The mist hung, thoughtful. For a moment, the world held its breath. Then, it spoke again:
"It began long before you."
The cold in the air thickened, and suddenly Ade's mind flooded with images. Not his memories, but old ones—someone else's, maybe no one's.
Ajeji Village. The shrine back when people still filled it with warmth and chatter—before something happened. Before the fear set in, before everyone stopped speaking the truth. He saw people kneeling, hands stretched out with food, coins, locks of hair. Desperate faces in flickering light.
Ade's jaw tightened. "A spirit?" he guessed, not really convinced.
"Not a spirit," the voice answered. "Something you fed."
And just like that, the images grew darker. The offerings twisted into something ugly—blood this time, not fruit. Silent, terrified bargains offered for safety. Not worship. Not love. Just survival. In their fear, they carved away pieces of themselves, all in the hope that the darkness would stay away.
"For protection. For survival. They gave up what they couldn't afford to lose," the voice murmured.
"And you took more."
"I became more."
The mist churned, the shadow in front of him gaining weight and depth. It almost had a body now, drawn from everything they'd left behind.
"They created me."
"So now you're destroying them." Ade's voice was ice.
"They belong to me," the darkness said. The words rang out, final and satisfied, like a curse settling into bone.
Ade let out a long breath—he was shaking but he wouldn't give in. "Then they made a mistake," he said.
The sword shivered in his grip, warmer now, the truth stoking something awake deep inside it.
The voice lowered. There was something almost gentle about it now. "And you think you're different?"
Ade clamped his mouth shut—he had no answer, not one he trusted.
"Your father came here," the voice pressed. "He saw the truth."
That froze Ade. His breath caught. "…My father?"
"He tried to sever the connection."
The mist changed one more time, and Ade saw a flicker—a figure standing where he stood now, sword out, struggling, losing. His father.
"…He couldn't stop you."
"No." The word hit like a stone. "But he weakened me. He did enough… for a while."
The earth shook again, that strange pulse deepening the cracks underfoot. "Until now."
The darkness suddenly snapped forward. The pressure almost knocked Ade to his knees.
"Now I am whole again."
Ade raised his sword. Strength welled in his arms—maybe from anger, maybe from fear, but he held it steady. "Then I'll finish what he started."
The darkness didn't hesitate. It crashed down, not like a fist but like a tide, eating up the space between them. Ade reacted on instinct, blade flashing through the smoky black. Even as it sliced, the mist reformed, wrapping around him tight. He could barely move, barely breathe.
He fought to keep his footing. "This won't work," he rasped, stabbing at the darkness.
The sword flared, heat spreading up his arm—hotter and wilder than before. Light forced back the mist just enough to give him air.
He staggered forward, step after step, using the pain to wake himself up, pushing with all the anger he'd carried since the day he learned the truth.

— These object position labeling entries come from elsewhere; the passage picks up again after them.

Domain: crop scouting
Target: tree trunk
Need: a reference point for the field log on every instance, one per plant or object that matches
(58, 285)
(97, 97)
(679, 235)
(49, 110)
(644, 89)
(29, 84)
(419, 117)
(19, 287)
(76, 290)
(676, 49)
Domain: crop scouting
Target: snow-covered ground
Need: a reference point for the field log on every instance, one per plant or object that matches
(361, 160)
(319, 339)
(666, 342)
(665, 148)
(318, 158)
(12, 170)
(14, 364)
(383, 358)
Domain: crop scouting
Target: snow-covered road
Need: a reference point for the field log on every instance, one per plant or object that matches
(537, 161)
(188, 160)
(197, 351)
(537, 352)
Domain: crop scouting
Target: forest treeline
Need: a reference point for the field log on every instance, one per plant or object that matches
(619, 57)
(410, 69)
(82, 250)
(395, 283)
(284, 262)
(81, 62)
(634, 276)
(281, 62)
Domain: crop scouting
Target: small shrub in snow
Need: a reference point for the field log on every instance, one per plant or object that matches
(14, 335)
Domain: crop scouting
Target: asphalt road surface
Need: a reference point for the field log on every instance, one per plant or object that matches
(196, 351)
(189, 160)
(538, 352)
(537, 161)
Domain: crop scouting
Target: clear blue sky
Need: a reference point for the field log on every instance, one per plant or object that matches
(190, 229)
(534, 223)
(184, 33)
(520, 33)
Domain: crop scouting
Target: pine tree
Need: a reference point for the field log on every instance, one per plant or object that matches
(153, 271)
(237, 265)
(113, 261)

The voice lost its calm now. It snapped and crackled in the gloom.
"You can't cut what has no form."
Ade squared his shoulders. "Then I'll give you one."
The sword blazed brighter. The stone altar broke apart. The darkness drew inward, squeezing itself into a narrow, ragged shape—almost a body, almost a face. As the mist solidified, Ade saw his moment.

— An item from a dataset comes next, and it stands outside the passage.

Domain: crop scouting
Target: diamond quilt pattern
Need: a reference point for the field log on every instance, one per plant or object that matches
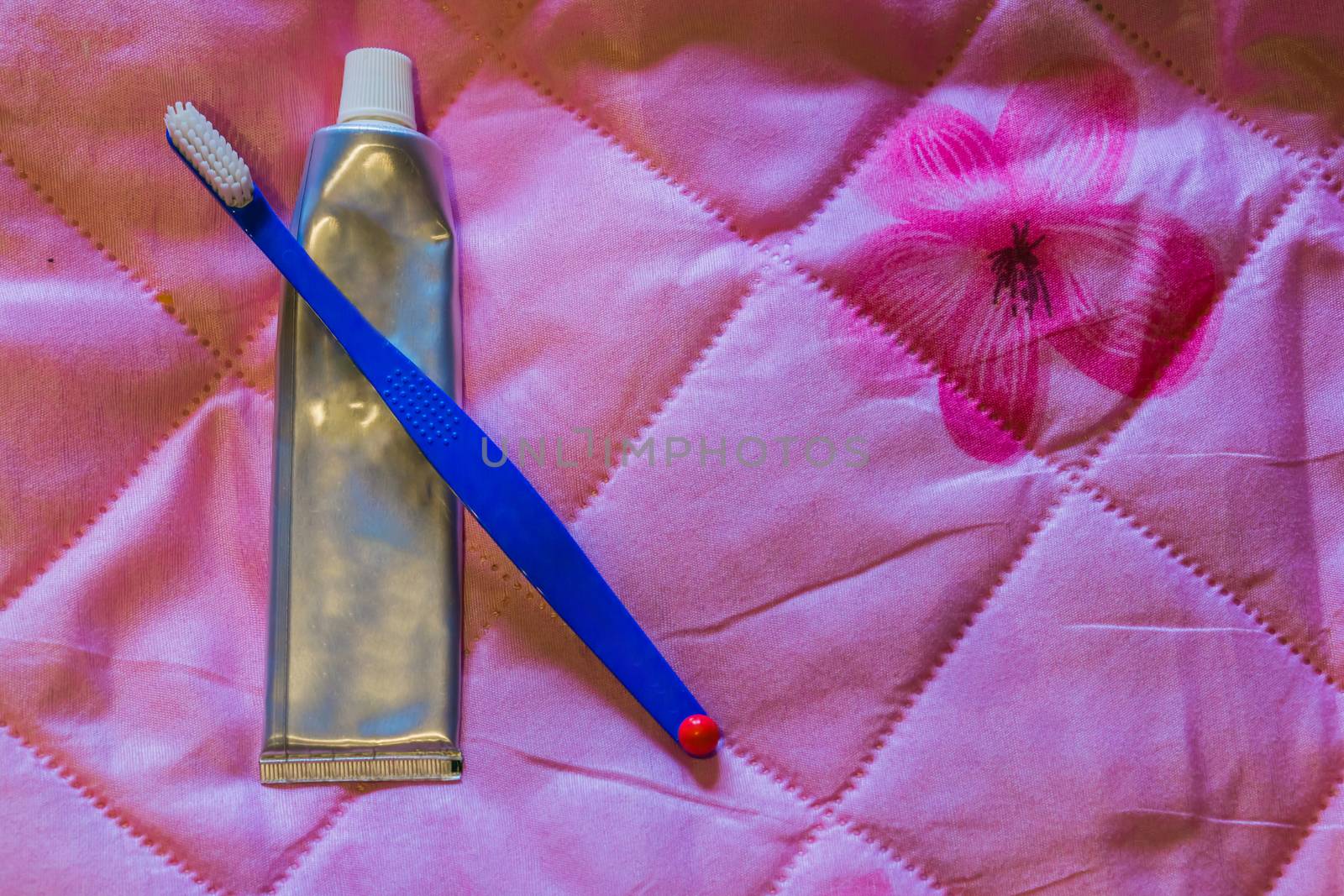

He lunged. The blade struck home—cutting deep, deeper than he thought possible. And then it stopped, caught fast, the darkness locking around it.
Ade's eyes went wide. Cold shot up his wrist.
"You are not ready." The voice was right in his ear now. Something invisible slammed him backwards. He flew, smashed into rock, and the world went white with pain.
For a beat he couldn't breathe, couldn't think, just lay there listening to his ribs throb.
The sword's glow faded. The mist spilled out, stronger and thicker than before.
"You will fail, just like he did," the voice whispered.
Ade groaned, forcing himself to sit up, then stand. It would've been so easy to stay down, to let it smother him, but he refused.
He straightened, aching and furious. "No," he said, steady as stone. "I won't."